Consumer confidence has taken a nose-dive in August as views on business continue to worsen along with the continued unemployment rate in the U.S., and stagnating incomes.
The Conference Board, a non profit agency, said its consumer confidence index fell to 44,4 % in August. This is the lowest level since April of 2009. It was the sixth largest one month decline in 21 years.“A contributing factor may have been the debt ceiling discussions since the decline in confidence was well underway before the S&P downgrade,” said Lynn Franco, director of the Conference Board’s consumer research center.

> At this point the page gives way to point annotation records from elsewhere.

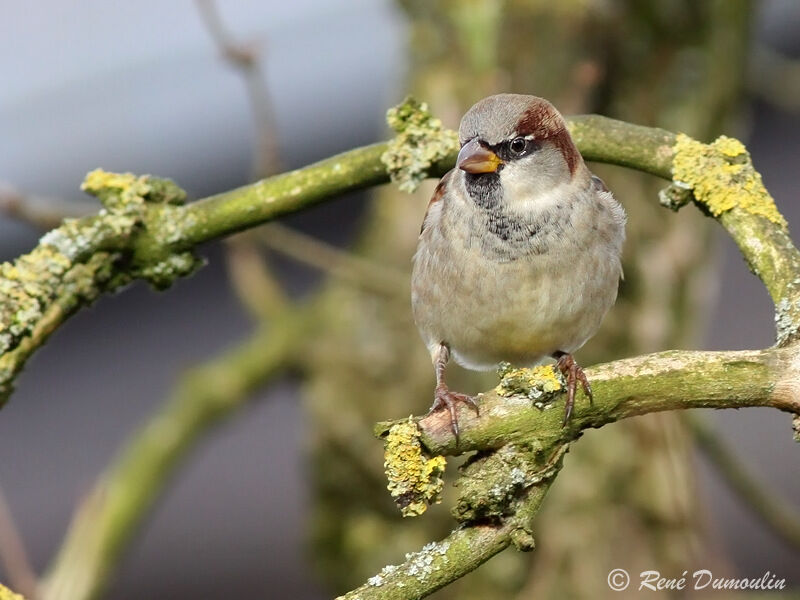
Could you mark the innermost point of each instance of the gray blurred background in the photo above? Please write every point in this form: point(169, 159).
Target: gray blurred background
point(141, 87)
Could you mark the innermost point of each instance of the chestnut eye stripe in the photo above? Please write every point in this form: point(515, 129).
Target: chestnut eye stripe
point(515, 148)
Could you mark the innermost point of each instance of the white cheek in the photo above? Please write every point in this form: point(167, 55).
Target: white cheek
point(524, 190)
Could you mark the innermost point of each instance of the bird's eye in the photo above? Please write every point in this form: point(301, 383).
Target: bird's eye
point(518, 145)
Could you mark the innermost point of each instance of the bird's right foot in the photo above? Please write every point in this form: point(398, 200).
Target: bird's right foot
point(445, 398)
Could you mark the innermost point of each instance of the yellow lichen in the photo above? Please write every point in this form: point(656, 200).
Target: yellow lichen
point(534, 383)
point(421, 142)
point(722, 177)
point(415, 481)
point(7, 594)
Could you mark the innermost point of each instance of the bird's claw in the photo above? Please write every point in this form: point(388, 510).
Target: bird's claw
point(573, 372)
point(445, 398)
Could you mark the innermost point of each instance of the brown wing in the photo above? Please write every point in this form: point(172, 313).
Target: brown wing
point(438, 195)
point(599, 184)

TD Securities, economic strategist, Millan Mulraine wrote in a recent research note that he expects consumer confidence to improve soon. “Given the recent improvement in financial markets, the sharp drop in energy prices in recent weeks and the improvement in borrowing rates, we expect a modest recovery in confidence in the coming month,” Mulraine wrote. “Nevertheless, given the crucial importance of consumer spending to the economy, if confidence remains at these levels it could spell trouble for the recovery as it could be a harbinger of further retrenchment in household — which will certainly be bad news for the recovery.”
While some sectors of the U.S. economy remain strong (manufacturing of autos and airplanes), the housing market continues to dog the economy. Some analysts are worried that this dive in consumer confidence could signal a trend of whats to come in the last quarter of this year.
The Federal Open Market Committee will release minutes of its August 9 meeting at 2 p.m. ET today. Investors will be seeking clues as to what the policy-setting panel’s economic outlook will be.